Cena do filme "Atiraram no Pianista", de Javier Mariscal e Fernando Trueba Divulgação

Rio de Janeiro

A ditadura brasileira matou uma revolução musical que estava em curso entre os anos 1950 e 1960. Depois, a argentina matou um dos maiores expoentes desse movimento. É uma afirmação forte, dada pelo personagem ficcional que conduz "Atiraram no Pianista", ao refletir sobre a bossa nova e uma de suas dezenas de dedos mais primorosas, Francisco Tenório Júnior.

Hoje pouco lembrado, o pianista passa por um resgate no Festival do Rio, que nesta quinta-feira, dia 5, abriu uma edição com um filme animado pela primeira vez em seus 25 anos. O público de outras cidades poderá vê-lo em breve, na última semana deste mês, quando ele chega ao circuito.

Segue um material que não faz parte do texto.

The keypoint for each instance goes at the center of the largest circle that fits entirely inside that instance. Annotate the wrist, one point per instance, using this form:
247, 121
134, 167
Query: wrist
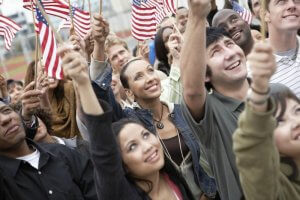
262, 90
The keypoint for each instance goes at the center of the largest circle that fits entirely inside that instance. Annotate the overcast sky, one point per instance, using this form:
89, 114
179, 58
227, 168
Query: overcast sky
12, 6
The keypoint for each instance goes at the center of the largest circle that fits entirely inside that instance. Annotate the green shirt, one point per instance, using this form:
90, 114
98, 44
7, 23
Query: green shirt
261, 173
215, 134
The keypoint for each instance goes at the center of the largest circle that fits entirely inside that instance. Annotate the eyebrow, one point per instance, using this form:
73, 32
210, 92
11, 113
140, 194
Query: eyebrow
3, 107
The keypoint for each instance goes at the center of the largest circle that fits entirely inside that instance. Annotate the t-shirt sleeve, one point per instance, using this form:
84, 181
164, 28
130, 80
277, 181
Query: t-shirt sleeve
202, 129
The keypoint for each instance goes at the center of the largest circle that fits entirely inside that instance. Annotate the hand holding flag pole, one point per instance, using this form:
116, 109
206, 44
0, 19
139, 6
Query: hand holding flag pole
57, 36
72, 30
36, 48
262, 17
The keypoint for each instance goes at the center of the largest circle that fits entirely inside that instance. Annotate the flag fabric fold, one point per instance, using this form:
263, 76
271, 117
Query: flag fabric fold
146, 15
8, 29
245, 14
58, 8
51, 60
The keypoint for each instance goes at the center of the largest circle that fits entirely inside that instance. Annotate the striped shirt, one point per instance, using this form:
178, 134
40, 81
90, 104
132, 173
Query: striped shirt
288, 70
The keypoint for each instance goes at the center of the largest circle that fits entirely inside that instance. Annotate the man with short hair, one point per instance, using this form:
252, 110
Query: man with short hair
283, 19
40, 171
217, 62
238, 28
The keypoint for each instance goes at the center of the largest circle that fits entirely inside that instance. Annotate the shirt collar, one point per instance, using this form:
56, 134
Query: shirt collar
11, 166
168, 104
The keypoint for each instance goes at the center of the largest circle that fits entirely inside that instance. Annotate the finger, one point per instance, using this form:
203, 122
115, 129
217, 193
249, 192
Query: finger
29, 86
64, 49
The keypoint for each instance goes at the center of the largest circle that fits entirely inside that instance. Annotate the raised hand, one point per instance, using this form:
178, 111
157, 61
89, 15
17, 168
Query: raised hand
262, 64
43, 82
30, 100
74, 64
3, 87
199, 8
89, 43
174, 44
100, 29
143, 50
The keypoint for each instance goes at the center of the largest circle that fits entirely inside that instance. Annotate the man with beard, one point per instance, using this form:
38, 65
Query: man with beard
237, 28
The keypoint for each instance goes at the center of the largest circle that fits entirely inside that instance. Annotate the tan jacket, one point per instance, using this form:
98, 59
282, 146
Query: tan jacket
262, 175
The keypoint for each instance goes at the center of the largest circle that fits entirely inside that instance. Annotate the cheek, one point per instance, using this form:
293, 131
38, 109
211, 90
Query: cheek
132, 160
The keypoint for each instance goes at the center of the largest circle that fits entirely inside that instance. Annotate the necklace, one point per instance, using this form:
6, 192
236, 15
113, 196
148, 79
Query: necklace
159, 124
167, 152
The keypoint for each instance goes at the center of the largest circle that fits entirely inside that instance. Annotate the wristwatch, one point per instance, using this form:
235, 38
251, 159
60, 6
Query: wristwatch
261, 101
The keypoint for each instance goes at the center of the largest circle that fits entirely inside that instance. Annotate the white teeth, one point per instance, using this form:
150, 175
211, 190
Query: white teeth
234, 66
151, 157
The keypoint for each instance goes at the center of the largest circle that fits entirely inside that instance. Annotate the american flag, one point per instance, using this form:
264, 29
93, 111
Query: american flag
52, 7
60, 9
81, 20
51, 60
170, 6
243, 12
145, 16
8, 30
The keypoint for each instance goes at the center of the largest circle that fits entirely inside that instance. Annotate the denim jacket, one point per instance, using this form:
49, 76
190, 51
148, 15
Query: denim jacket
103, 91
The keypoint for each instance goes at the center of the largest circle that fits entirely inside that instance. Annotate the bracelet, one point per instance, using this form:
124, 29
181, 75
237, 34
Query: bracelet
260, 93
261, 102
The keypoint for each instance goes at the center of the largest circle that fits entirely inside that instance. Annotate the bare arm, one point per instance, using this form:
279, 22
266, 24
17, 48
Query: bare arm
192, 60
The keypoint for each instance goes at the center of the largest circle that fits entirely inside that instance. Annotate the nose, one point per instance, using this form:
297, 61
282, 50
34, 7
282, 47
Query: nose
291, 5
230, 27
4, 119
146, 146
229, 53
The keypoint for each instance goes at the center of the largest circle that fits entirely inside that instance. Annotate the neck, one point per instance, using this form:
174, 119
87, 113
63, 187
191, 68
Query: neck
248, 47
18, 151
48, 139
155, 106
235, 91
282, 41
157, 180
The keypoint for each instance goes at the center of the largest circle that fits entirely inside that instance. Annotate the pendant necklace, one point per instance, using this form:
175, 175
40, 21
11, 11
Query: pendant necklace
159, 124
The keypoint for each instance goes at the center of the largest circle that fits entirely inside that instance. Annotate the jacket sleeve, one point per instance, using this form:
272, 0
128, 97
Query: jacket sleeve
256, 155
110, 179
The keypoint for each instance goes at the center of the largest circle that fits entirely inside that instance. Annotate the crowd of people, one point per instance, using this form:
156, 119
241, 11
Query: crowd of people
207, 110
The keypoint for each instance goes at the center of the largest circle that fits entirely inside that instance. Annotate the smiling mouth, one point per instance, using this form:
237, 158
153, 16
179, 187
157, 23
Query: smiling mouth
234, 65
153, 157
297, 137
236, 35
12, 130
152, 87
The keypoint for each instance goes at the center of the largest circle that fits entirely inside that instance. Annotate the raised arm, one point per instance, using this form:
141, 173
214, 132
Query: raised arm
109, 174
100, 31
256, 155
192, 60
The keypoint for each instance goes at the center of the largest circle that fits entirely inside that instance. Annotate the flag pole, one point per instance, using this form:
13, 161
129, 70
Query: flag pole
90, 10
36, 48
262, 17
72, 30
100, 7
57, 36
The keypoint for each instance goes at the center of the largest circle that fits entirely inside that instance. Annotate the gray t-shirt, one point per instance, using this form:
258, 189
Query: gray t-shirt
215, 134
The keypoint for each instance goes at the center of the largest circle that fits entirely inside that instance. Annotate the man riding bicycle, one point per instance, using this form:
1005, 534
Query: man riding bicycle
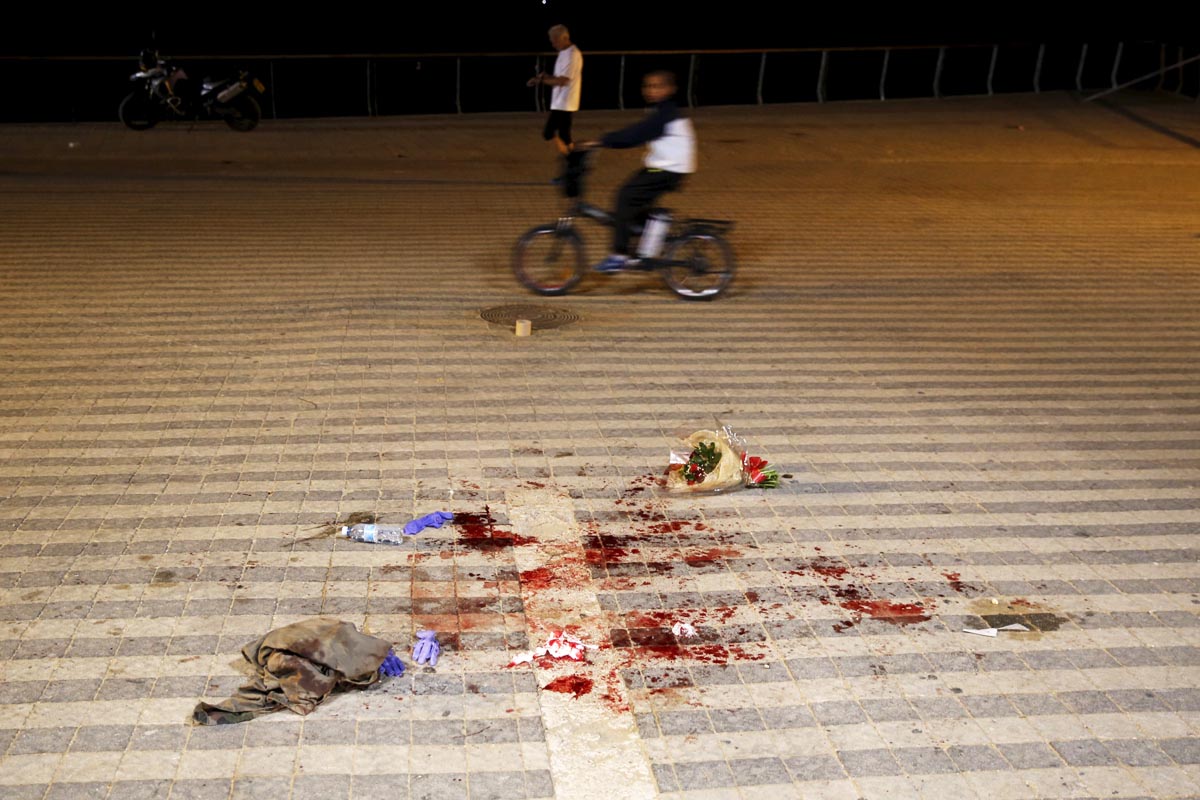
670, 156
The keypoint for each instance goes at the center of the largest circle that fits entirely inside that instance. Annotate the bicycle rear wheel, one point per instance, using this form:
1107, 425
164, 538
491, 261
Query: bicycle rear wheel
549, 260
700, 265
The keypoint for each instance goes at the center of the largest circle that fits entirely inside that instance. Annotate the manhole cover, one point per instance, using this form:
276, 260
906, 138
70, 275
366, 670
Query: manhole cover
540, 317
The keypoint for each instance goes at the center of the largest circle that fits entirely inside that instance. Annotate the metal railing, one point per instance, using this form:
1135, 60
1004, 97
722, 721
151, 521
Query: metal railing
975, 65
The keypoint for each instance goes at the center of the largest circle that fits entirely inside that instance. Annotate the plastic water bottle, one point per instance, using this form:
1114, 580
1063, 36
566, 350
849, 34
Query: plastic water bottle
653, 235
375, 534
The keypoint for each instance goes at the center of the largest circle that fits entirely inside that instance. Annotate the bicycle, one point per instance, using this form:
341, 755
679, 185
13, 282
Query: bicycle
696, 262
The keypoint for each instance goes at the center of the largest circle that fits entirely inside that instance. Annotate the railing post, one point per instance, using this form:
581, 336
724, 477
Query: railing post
991, 68
883, 74
937, 73
762, 72
621, 84
821, 76
1037, 70
691, 82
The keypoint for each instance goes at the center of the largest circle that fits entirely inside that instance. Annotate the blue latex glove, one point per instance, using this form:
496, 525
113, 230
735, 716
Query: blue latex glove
393, 666
426, 649
429, 521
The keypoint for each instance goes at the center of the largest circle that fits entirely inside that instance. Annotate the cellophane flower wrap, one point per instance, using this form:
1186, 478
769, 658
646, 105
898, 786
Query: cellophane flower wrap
709, 461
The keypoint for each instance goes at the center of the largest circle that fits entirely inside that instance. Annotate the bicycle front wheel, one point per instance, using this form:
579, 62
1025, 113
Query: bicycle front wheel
549, 260
700, 265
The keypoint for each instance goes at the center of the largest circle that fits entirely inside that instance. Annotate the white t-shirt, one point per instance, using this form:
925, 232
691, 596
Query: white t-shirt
568, 65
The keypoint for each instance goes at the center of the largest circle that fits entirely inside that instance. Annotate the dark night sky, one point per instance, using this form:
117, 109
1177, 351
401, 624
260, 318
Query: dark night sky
516, 25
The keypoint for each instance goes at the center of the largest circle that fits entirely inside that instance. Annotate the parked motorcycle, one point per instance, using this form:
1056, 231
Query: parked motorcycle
166, 92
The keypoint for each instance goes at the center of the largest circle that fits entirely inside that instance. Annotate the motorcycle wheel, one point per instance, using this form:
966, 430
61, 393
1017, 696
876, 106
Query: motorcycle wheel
137, 112
243, 113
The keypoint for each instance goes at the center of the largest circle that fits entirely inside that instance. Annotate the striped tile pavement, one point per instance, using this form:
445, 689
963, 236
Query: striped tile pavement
966, 331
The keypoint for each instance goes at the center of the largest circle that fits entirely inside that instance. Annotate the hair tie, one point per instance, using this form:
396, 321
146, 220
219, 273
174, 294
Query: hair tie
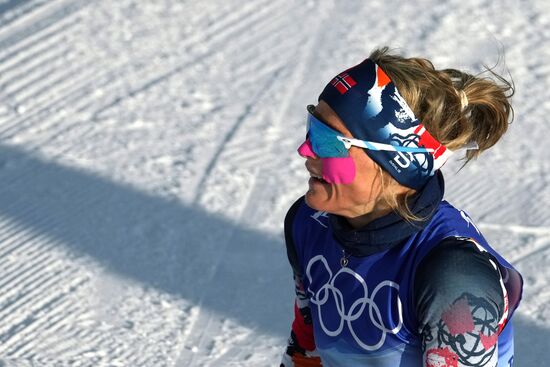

Mas não é por ser uma animação ou um filme que inaugura um evento do porte do Festival do Rio que "Atiraram no Pianista" é leve, descontraído. Sua escolha é curiosa justamente pela natureza agridoce da trama. Por um lado, serve como uma bonita carta de amor à bossa nova e à capital fluminense. Por outro, denuncia com força e melancolia os horrores das ditaduras latino-americanas.

Tenório Júnior, afinal, desapareceu em 1976 numa Buenos Aires prestes a sofrer um golpe, mas já sitiada por militares violentos e pouco inclinados à lei. Ele fazia uma série de apresentações ao lado de Vinicius de Moraes e Toquinho, quando, na madrugada, deixou seu hotel para comprar um sanduíche e nunca mais voltou.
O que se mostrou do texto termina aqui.